Abdalaziz Al-Hamza acts as a spokesperson. At least five members of the group live outside Syria.

Hamoud Al-Mousa is the co-founder and spokesperson.

On December 16, 2015, masked men murdered RBSS member Ahmad Mohammed al-Mousa in the then rebel held city of Idlib, Syria.

Naji al Jerf, the group's film director and editor-in-chief of the independent monthly Hentah, was killed in Gaziantep, Turkey with a silenced pistol in broad daylight outside a media building in late December 2015. ISIL claimed responsibility on Twitter.

In an interview with Sarah Montague on BBC HARDtalk, aired June 22, 2016, RBSS spokesman Hussam Eesa said, via interpreter, "When we chose to work together against Daesh, documenting its abuses, we understood there would be casualties. However, it's been worse than we expected. It is an inevitable price to be paid. So far we have lost 14 people – four group members and 10 friends and family members. Currently we have 18 inside Raqqa and 10 outside Raqqa."

==Significant stories==
When ISIL banned home internet in Raqqah and forced internet users into cafes where they could be monitored, RBSS started releasing unfiltered information about life under ISIL rule.

RBSS members broke the story of the failed U.S. special forces raid to save journalist James Foley and the other hostages.

Soon after the release of a video showing the burning alive of a Jordanian pilot, Muath Al-Kasasbeh, RBSS released Google Earth photos they cross-referenced to landmarks pinpointing the location of the execution in the southern part of Raqqa near the river.
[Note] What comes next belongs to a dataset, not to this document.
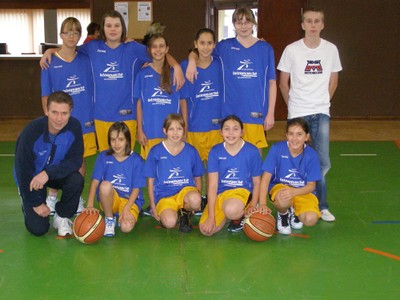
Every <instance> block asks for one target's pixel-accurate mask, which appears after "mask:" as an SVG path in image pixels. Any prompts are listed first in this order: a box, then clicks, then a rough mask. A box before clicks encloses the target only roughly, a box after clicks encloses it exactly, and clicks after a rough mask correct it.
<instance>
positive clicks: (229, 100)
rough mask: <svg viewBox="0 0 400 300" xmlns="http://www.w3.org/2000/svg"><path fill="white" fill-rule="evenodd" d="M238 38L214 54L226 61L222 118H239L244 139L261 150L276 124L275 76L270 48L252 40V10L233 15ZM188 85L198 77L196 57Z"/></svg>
mask: <svg viewBox="0 0 400 300" xmlns="http://www.w3.org/2000/svg"><path fill="white" fill-rule="evenodd" d="M232 23H233V26H234V28H235V31H236V37H235V38H229V39H226V40H222V41H221V42H219V43H218V44H217V47H216V49H215V54H216V55H218V56H219V57H220V58H221V59H222V61H223V71H224V86H225V89H226V97H225V100H224V105H223V109H222V116H223V117H225V116H227V115H230V114H234V115H237V116H238V117H239V118H240V119H241V120H242V121H243V123H244V135H243V139H244V140H246V141H248V142H250V143H252V144H254V145H255V146H256V147H257V148H259V149H260V153H261V149H262V148H265V147H267V141H266V138H265V134H264V131H265V130H269V129H271V128H272V127H273V126H274V123H275V118H274V114H275V102H276V91H277V88H276V75H275V59H274V51H273V49H272V47H271V45H270V44H268V43H267V42H265V41H262V40H259V39H257V38H256V37H255V36H253V28H254V26H256V25H257V21H256V19H255V16H254V13H253V11H252V10H251V9H250V8H247V7H241V8H237V9H236V10H235V12H234V13H233V15H232ZM189 61H190V68H188V69H187V71H186V74H187V77H188V79H189V81H193V78H194V77H195V75H196V74H197V71H196V69H195V54H193V52H192V53H191V54H190V56H189Z"/></svg>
They also reported that videos of the execution were played for the public on large screens throughout the city of Raqqa.

RBSS detailed that the effects of Russian airstrikes in and around Raqqa were targeting mainly civilian targets, and having little effect on ISIL.

The group also relayed reports from the ground of illegal white phosphorus munitions used in airstrikes.

==Awards and praise==
The group was awarded the International Press Freedom Award in 2015, from the Committee to Protect Journalists. The citation said in part "While RBSS was formed to document the atrocities of [ISIL], its members have also reported critically on the Assad government's bombings, other rebel forces, and civilian casualties caused by U.S.-led airstrikes". RBSS was given the 2016 Civil Courage Prize for "risking their lives on a daily basis to document the abuses of the Islamic State."

Kyle Orton, writing for The Independent, said "The risks are extreme. Their bravery quite extraordinary" and wrote "Where [ISIL] presented a functioning, just government, RBSS showed the scarcity and brutality. Not a few foreign fighters ... have gone to wage "five-star jihad" ... only to be disillusioned... that [ISIL] is reportedly having to kill them to stop them leaving. RBSS's work, therefore, offers the chance of preventing people inclined toward [ISIL's] ideology actually going to Syria."

City of Ghosts is a 2017 documentary about the group.